Having first met in 1999 while sharing a gallery for the show Museum Pieces: Bay Area Artists Consider the de Young, Wagner and Ireland engaged in many conversations in relation to conceptual thinking and artmaking, the residue of which is now rendered spatially and thematically in Blue Reverie. The exhibition covers installation, photography, projection, sound, performance, and sculptural objects, all of which allow for the formation of multiple, hybridized interpretations of the historic space.
“Blue Reverie allows me to have a visual conversation with David and his home,” says Wagner. “My responses to his marks, paintings, and sculptures add a set of spatial verbs to the language that exists. Through photographs, window interventions, and blue-leafed sculptures, a haiku emerges, suggesting more than is stated.”
In Blue Reverie, life-sized photographs of historic light bulbs coalesce in modern, sculptural forms, while blue filters positioned on windows become lenses into the urban landscape, creating dual visions from a point of translucency and opacity. These forms are met by wall drawings constructed with painter’s tape that perform spatial interventions by mapping abstract drawings in-situ. Pulling extensively from the Paule Anglim Archive Room, the exhibition proposes a synthesis of David Ireland’s work and Wagner’s broader investigation of blue through curatorial engagement.
Wagner has invited the members of her team to each contribute a piece to Blue Reverie installed in various sites throughout the house including work by Sophia Ramirez, Deirdre Visser, Nathan Kosta, Martín Rodriguez Serrano, Anika Murthy, and TZ Jiang.
Blue Reverie is supported by the Andy Warhol Foundation for the Visual Arts and Teiger Foundation.
About Catherine Wagner
For over thirty years, Catherine Wagner (b. 1953, San Francisco, CA) has been observing the built environment as a metaphor for how we construct our cultural identities. She has examined institutions as various as art museums, science labs, the home, and Disneyland. Wagner’s process involves the investigation of what art critic David Bonetti calls “the systems people create, our love of order, our ambition to shape the world, the value we place on knowledge, and the tokens we display to express ourselves.”

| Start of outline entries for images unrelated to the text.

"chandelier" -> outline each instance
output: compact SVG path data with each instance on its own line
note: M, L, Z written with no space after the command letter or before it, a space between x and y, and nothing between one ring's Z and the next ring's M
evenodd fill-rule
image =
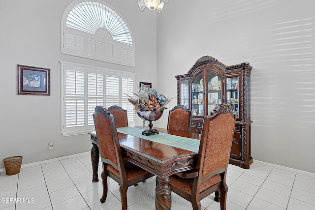
M146 6L151 11L157 9L159 13L164 6L164 1L167 2L168 0L138 0L138 5L142 11Z

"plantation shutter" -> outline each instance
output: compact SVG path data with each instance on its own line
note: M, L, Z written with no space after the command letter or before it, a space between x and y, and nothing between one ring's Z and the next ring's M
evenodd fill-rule
M128 121L133 121L133 105L128 101L127 95L133 97L133 79L122 78L122 108L127 110Z
M132 95L135 74L65 61L62 64L62 134L86 134L95 129L93 114L96 106L117 105L127 110L134 125ZM126 93L126 94L125 94Z
M66 69L65 80L65 126L84 126L84 71Z
M105 102L106 107L112 105L120 106L120 89L119 77L106 75Z
M93 125L95 107L103 104L103 74L88 73L88 124Z

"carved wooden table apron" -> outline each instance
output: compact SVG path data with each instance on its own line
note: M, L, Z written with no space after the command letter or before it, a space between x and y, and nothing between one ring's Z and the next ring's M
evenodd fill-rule
M159 131L167 132L166 129L159 129ZM93 181L97 181L99 154L98 143L95 133L92 132L89 134L91 136L90 141L93 145L91 150ZM197 149L196 142L198 141L196 139L200 139L200 135L177 132L170 132L170 134L172 135L164 133L159 137L176 138L174 135L176 134L176 136L187 137L193 142L193 145L194 144L194 150L192 150ZM124 158L157 176L156 209L170 210L171 190L168 184L169 177L177 172L193 169L193 160L197 155L197 152L121 133L118 133L118 137ZM144 136L144 138L145 137ZM189 139L184 140L189 141Z

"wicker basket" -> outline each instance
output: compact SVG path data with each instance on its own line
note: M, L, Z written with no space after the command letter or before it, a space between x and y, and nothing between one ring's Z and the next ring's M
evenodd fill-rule
M14 175L20 173L22 158L21 156L15 156L3 159L7 175Z

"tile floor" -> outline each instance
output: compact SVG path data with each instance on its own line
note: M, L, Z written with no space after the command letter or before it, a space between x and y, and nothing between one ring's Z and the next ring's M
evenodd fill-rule
M1 173L0 209L121 210L118 184L109 178L107 199L101 204L102 183L92 182L90 154L75 156L22 167L16 175ZM315 210L315 174L268 165L254 163L248 170L229 165L227 210ZM101 171L101 167L99 175ZM155 177L130 187L128 210L155 209ZM214 197L212 194L201 201L202 210L220 209ZM172 200L172 210L192 209L190 203L175 193Z

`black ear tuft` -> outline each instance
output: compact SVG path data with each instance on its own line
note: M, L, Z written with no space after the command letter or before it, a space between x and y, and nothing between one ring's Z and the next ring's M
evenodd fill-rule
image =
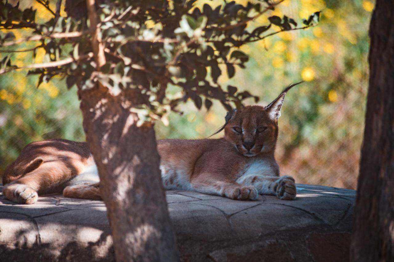
M286 88L282 90L281 94L277 97L275 100L273 100L266 107L266 109L268 111L269 113L269 116L273 120L277 120L278 118L281 116L281 109L282 108L282 105L284 100L284 96L286 95L286 93L290 90L292 87L297 85L298 84L303 83L303 81L299 82L298 83L290 85L287 86Z
M227 112L227 114L226 114L226 116L224 118L225 120L224 124L223 125L222 125L221 127L220 128L217 129L217 130L216 132L215 132L214 133L208 137L210 137L212 136L216 135L216 134L217 134L218 133L219 133L220 131L221 131L222 130L224 129L224 128L226 127L226 126L227 125L227 124L229 124L229 122L230 121L230 120L231 119L231 118L232 118L232 117L235 115L235 113L236 112L236 111L237 111L237 109L232 109L232 111Z

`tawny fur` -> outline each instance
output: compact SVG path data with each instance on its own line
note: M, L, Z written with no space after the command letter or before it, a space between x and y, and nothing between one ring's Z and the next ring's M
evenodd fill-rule
M277 119L288 87L267 107L248 106L230 112L217 139L158 141L163 185L166 189L196 191L234 199L258 194L295 198L294 180L279 177L274 153ZM32 204L39 195L100 199L97 167L87 145L63 139L34 142L6 168L3 194Z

While Wagner has spent her life residing in California, she has also been an active international artist, working photographically, as well as creating site-specific, public art, and lecturing extensively at museums and universities. She has received many major awards, including the Rome Prize (2013-2014), a Guggenheim Fellowship, NEA Fellowships, and the Ferguson Award. In 2001, Wagner was named one of Time Magazine’s Fine Arts Innovators of the Year. Her work is represented in major collections nationally and around the world, such as the Los Angeles County Museum of Art, SFMOMA, The Whitney Museum of American Art, MOMA, Tate Modern, Museo d’Arte Moderna di Bologna, Museum Folkwang, and MFA Houston. She has also published several monographs, including Place, History, and the Archive, and American Classroom, Art & Science: Investigating Matter, and Cross Sections.
Wagner is an Emeritus Professor of Studio Art at Mills College at Northeastern University. She is represented by Jessica Silverman, San Francisco, CA and Gallery Luisotti, Los Angeles, CA.